George Lakey’s first arrest was for a sit-in during a civil rights campaign in 1963, while he was studying at the University of Pennsylvania. Previously he’d been active in demonstrations with the Congress of Racial Equality, although his history goes back to age twelve when he lost his career as a boy preacher in his white evangelical church by preaching that racial equality is God’s will.

With Martin Oppenheimer he wrote A Manual for Direct Action (1964) for the civil rights movement. MLK's daughter, Rev. Dr. Bernice A. King, later described that book as “literally a lifesaver for many during the height of the struggle for black freedom and dignity.”

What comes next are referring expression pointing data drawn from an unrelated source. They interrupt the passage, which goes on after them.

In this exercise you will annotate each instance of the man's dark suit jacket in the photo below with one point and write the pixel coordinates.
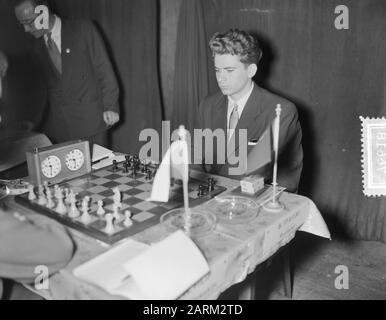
(259, 113)
(86, 88)
(30, 243)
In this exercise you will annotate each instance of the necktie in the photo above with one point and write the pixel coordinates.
(54, 53)
(233, 121)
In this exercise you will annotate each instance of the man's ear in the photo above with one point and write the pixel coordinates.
(252, 69)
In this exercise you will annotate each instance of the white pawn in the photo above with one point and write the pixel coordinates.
(74, 212)
(56, 191)
(31, 194)
(67, 196)
(61, 207)
(128, 222)
(42, 199)
(85, 203)
(109, 224)
(100, 210)
(116, 214)
(50, 203)
(117, 197)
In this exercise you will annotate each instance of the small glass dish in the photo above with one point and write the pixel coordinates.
(202, 222)
(234, 209)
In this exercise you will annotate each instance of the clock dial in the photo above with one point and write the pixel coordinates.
(74, 160)
(51, 166)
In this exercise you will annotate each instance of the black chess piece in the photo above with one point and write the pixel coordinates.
(144, 167)
(201, 189)
(210, 184)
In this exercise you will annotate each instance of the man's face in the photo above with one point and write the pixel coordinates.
(233, 77)
(25, 14)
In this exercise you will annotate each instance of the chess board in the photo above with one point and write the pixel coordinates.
(98, 185)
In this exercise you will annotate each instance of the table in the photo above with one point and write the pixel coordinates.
(232, 251)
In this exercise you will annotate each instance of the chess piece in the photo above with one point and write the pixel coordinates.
(41, 198)
(109, 229)
(115, 165)
(67, 196)
(61, 207)
(116, 214)
(144, 166)
(50, 203)
(45, 184)
(201, 190)
(100, 210)
(31, 194)
(85, 218)
(74, 212)
(210, 184)
(117, 197)
(128, 222)
(56, 190)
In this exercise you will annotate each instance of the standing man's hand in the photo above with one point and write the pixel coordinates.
(110, 117)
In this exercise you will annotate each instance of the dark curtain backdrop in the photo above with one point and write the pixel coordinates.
(130, 33)
(22, 90)
(191, 82)
(333, 76)
(129, 28)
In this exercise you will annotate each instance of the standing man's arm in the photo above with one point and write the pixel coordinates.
(105, 74)
(30, 243)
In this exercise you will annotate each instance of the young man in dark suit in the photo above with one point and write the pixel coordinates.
(82, 89)
(27, 243)
(242, 104)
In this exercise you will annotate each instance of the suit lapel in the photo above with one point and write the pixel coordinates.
(66, 51)
(252, 110)
(219, 116)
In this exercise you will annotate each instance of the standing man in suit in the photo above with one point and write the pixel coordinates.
(82, 89)
(242, 104)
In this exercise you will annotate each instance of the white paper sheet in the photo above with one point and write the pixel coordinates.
(99, 153)
(107, 270)
(167, 269)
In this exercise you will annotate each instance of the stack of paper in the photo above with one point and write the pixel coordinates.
(102, 157)
(162, 272)
(99, 153)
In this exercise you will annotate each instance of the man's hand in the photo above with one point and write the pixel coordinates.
(110, 117)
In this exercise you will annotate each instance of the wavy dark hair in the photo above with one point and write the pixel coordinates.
(237, 42)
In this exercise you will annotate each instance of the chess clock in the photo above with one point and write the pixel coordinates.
(58, 163)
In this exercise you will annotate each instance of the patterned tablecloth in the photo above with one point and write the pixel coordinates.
(232, 250)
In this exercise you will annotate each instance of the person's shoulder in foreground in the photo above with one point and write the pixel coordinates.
(236, 56)
(30, 242)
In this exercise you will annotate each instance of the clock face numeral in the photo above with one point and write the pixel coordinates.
(51, 166)
(74, 160)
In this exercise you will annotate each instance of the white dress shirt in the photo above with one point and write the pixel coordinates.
(240, 108)
(56, 33)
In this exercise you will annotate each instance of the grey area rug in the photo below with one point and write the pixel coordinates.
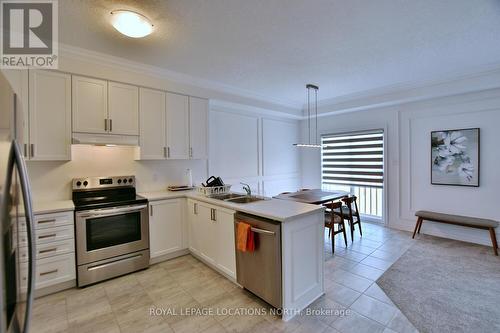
(443, 285)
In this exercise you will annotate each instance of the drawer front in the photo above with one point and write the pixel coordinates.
(50, 271)
(44, 236)
(49, 249)
(43, 221)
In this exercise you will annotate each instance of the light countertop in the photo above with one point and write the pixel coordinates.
(274, 209)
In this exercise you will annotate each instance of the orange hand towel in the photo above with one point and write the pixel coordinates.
(245, 238)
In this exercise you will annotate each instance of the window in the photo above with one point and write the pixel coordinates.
(354, 162)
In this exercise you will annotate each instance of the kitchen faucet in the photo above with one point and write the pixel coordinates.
(247, 188)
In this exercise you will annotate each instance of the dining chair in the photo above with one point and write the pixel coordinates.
(351, 213)
(335, 216)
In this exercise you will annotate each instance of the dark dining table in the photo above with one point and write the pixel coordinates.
(313, 196)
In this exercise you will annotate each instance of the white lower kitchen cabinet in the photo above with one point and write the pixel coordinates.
(193, 230)
(226, 256)
(165, 227)
(211, 236)
(55, 252)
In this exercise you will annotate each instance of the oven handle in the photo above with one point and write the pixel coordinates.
(109, 212)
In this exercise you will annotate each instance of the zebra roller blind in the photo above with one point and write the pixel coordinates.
(355, 159)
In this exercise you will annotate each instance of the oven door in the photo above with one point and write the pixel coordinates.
(110, 232)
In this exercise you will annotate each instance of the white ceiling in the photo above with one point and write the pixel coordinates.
(274, 47)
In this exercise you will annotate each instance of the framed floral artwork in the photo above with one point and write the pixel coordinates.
(455, 157)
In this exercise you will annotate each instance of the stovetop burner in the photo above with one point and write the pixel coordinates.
(105, 192)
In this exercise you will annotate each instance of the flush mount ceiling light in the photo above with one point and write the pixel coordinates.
(131, 24)
(309, 144)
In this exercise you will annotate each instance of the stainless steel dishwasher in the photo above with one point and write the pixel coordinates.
(260, 271)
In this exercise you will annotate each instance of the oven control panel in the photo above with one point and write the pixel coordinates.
(102, 182)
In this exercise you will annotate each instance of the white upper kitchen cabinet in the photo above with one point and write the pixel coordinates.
(226, 255)
(165, 227)
(198, 128)
(123, 109)
(50, 115)
(177, 126)
(207, 232)
(194, 231)
(152, 124)
(90, 105)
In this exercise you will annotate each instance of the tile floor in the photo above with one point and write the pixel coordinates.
(124, 304)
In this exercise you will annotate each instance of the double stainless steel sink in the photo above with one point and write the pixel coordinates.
(237, 198)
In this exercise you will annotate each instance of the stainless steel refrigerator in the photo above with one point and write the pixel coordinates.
(15, 204)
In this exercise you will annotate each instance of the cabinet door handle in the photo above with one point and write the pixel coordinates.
(46, 221)
(49, 272)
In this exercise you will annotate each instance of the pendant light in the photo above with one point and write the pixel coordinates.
(310, 144)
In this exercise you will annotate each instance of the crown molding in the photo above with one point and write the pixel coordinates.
(483, 78)
(166, 74)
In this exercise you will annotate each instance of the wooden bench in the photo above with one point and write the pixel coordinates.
(464, 221)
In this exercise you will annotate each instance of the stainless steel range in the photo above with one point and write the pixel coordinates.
(111, 227)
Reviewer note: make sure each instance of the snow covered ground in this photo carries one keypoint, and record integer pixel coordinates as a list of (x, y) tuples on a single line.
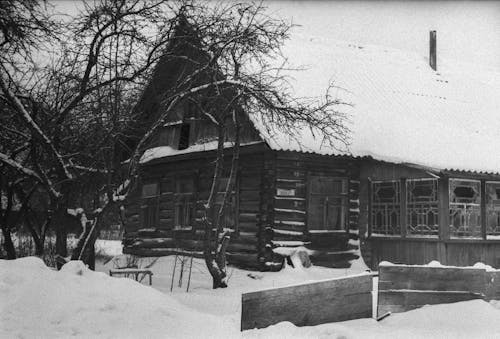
[(38, 302)]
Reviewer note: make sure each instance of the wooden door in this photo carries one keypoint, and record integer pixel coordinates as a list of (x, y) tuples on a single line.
[(327, 205)]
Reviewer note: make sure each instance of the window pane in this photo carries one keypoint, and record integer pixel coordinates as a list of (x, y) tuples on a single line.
[(149, 190), (320, 185), (184, 185), (465, 208), (386, 204), (492, 208), (422, 207)]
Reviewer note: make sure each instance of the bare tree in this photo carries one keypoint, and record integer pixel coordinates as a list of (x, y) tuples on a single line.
[(69, 111), (75, 122)]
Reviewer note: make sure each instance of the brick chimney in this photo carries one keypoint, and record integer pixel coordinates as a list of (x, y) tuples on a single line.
[(432, 50)]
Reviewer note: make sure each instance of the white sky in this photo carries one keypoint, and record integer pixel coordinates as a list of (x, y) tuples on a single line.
[(466, 30)]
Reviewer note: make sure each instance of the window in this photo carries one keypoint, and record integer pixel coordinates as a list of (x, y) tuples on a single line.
[(327, 203), (149, 190), (149, 207), (465, 208), (184, 136), (492, 208), (422, 207), (184, 195), (386, 204)]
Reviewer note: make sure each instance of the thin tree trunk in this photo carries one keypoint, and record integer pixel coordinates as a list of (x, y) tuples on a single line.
[(8, 244), (209, 252), (61, 234)]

Also in 1964, he joined the training staff for Mississippi Freedom Summer, in which nearly a thousand students from the North went to Mississippi to lead Freedom Schools and do voter registration. After helping design an activist curriculum with civil rights leaders Bayard Rustin, James Farmer and others, he taught at the Martin Luther King, Jr., School of Social Change at Crozer Theological Seminary, assisting young civil rights workers from the front lines to increase their leadership skills.

Supplementing movement learning by taking advanced studies in sociology, Lakey has written a series of articles and books on the theory and strategy of nonviolent struggle. He taught at the University of Pennsylvania and launched Training for Change. He led over 1500 workshops on five continents, including work with the African National Congress and in the civil rights movements of Zimbabwe, Taiwan, and Myanmar. In 2006 Swarthmore College invited him to become Eugene M. Lang Visiting Professor for Issues in Social Change, where he created an on-line database of over 1000 cases of nonviolent campaigns in nearly 200 countries, including dozens of campaigns from the classic period of the U.S. civil rights movement, 1955-68. He is a recipient of the Paul Robeson Social Justice Award and the Martin Luther King, Jr. Peace Award.

His eleventh book is his memoir, Dancing with History: A Life for Peace and Justice (Seven Stories Press, 2022).